Explain configuration file#
The idea of Search-a-licious is that you provide all your configurations details in a central file, and all the rest works (at least for main scenarios).
The configuration file is a YAML file.
One configuration, multiple datasets#
A Search-a-licious instance only have one configuration file, but is capable of serving multiple datasets
It provides a section for each index you want to create (corresponding to a dataset).
If you have more than one dataset, one must be declared the default (see default_index)
Main sections#
For each indexe the main sections are:
- index: some configuration of the Elasticsearch index
- fields: the fields you want to put in the index, their type and other configurations
- taxonomy: definitions of taxonomies that are used by this index
- redis_stream_name and document_fetcher: if you use continuous updates, you will need to define one
- preprocessor and result_processor are two fields enabling to handle specificities of your dataset.
- scripts: to use sort by script (see How to use scripts)
Index configuration#
Search-a-licious is really based upon Elasticsearch,
This section provides some important fields to control the way it is used.
id_field_name
is particularly important as it must contain a field that uniquely identifies each items.
If you don't have such field, you might use preprocessor
to compute one.
It is important to have such an id to be able to use continuous updates.
last_modified_field_name
is also important for continuous updates to decide
where to start the event stream processing.
Fields#
This is one of the most important section.
It specifies what will be stored in your index, which fields will be searchable, and how.
You have to plan in advance how you configure this.
Think well about:
- fields you want to search and how you want to search them
- which information you need to display in search results
- what you need to sort on
- which facets you want to display
- which charts you need to build
Changing this section will probably involve a full re-indexing of all your items.
Some typical configurations for fields:
A tags field that as values that are searched as an exact value (aka keyword), eg. a tag:
tags:
type: keyword
An ingredients field that is used for full text search when no field is specified:
ingredients:
type: text
full_text_search: true
A field product_name
that is used for full text search, but with multilingual support:
product_name:
full_text_search: true
type: text_lang
A scans_n field is an integer field:
scans_n:
type: integer
A specific_warnings
field that is used for full text search,
but only when you specify the field:
specific_warnings:
type: text
A field brands_tags that needs to be split in multiple values (according to split_separator
option):
brands_tags:
type: keyword
split: true
A field labels_tags, that is used for exact match but with support of a taxonomy, and that can be used for faceting, and bar graph generation:
labels_tags:
type: keyword
taxonomy_name: label
bucket_agg: true
Read more in the reference documentation.
Document fetcher, pre-processors and post-processors#
It is not always straight forward to index an item.

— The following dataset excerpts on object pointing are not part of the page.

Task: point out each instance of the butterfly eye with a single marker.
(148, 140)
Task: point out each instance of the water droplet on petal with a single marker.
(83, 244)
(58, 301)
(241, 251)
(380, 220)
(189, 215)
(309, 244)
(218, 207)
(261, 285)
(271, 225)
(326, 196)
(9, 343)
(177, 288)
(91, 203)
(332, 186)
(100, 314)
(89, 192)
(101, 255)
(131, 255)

Search-a-licious offers a way for you to customize some critical operations using Python code.
- preprocessor adapts you document before being indexed
- whereas result_processor adapts each result returned by a search, keep it lightweight !
- document_fetcher is only used for continuous updates to fetch documents using an API
Read more in the reference documentation.
Scripts#
You can also add scripts for sorting documents. See How to use scripts.